The phylogeny of the superfamily Coccoidea (Hemiptera: Sternorrhyncha) based on the morphology of extant and extinct macropterous males


Correspondence: Dr. Chris J. Hodgson, Department of Biodiversity and Biological Systematics, The National Museum of Wales, Cardiff CF10 3NP, U.K. E-mail:


Currently, 49 families of scale insects are recognised, 33 of which are extant. Despite more than a decade of DNA sequence-based phylogenetic studies of scales insects, little is known with confidence about relationships among scale insects families. Multiple lines of evidence support the monophyly of a group of 18 scale insect families informally referred to as the neococcoids. Among neococcoid families, published DNA sequence-based estimates have supported Eriococcidae paraphyly with respect to Beesoniidae, Dactylopiidae, and Stictococcidae. No other neococcoid interfamily relationship has been strongly supported in a published study that includes exemplars of more than ten families. Likewise, no well-supported relationships among the 15 extant scale insect families that are not neococcoids (usually referred to as ‘archaeococcoids’) have been published. We use a Bayesian approach to estimate the scale insect phylogeny from 162 adult male morphological characters, scored from 269 extant and 29 fossil species representing 43/49 families. The result is the most taxonomically comprehensive, most resolved and best supported estimate of phylogenetic relationships among scale insect families to date.
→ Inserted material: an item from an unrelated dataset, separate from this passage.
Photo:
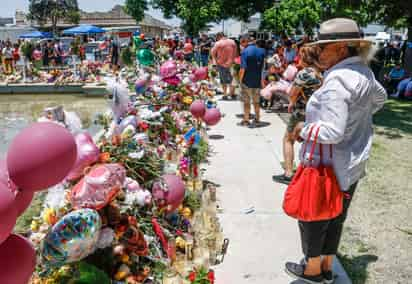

Notable results include strong support for (i) Ortheziidae sister to Matsucoccidae, (ii) a clade comprising all scale insects except for Margarodidae s.s., Ortheziidae and Matsucoccidae, (iii) Coelostomidiidae paraphyletic with respect to Monophlebidae, (iv) Eriococcidae paraphyletic with respect to Stictococcidae and Beesoniidae, and (v) Aclerdidae sister to Coccidae. We recover strong support for a clade comprising Phenacoleachiidae, Pityococcidae, Putoidae, Steingeliidae and the neococcoids, along with a sister relationship between this clade and Coelostomidiidae + Monophlebidae. In addition, we recover strong support for Pityococcidae + Steingeliidae as sister to the neococcoids. Data from fossils were incomplete, and the inclusion of extinct taxa in the data matrix reduced support and phylogenetic structure. Nonetheless, these fossil data will be invaluable in DNA sequence-based and total evidence estimates of phylogenetic divergence times.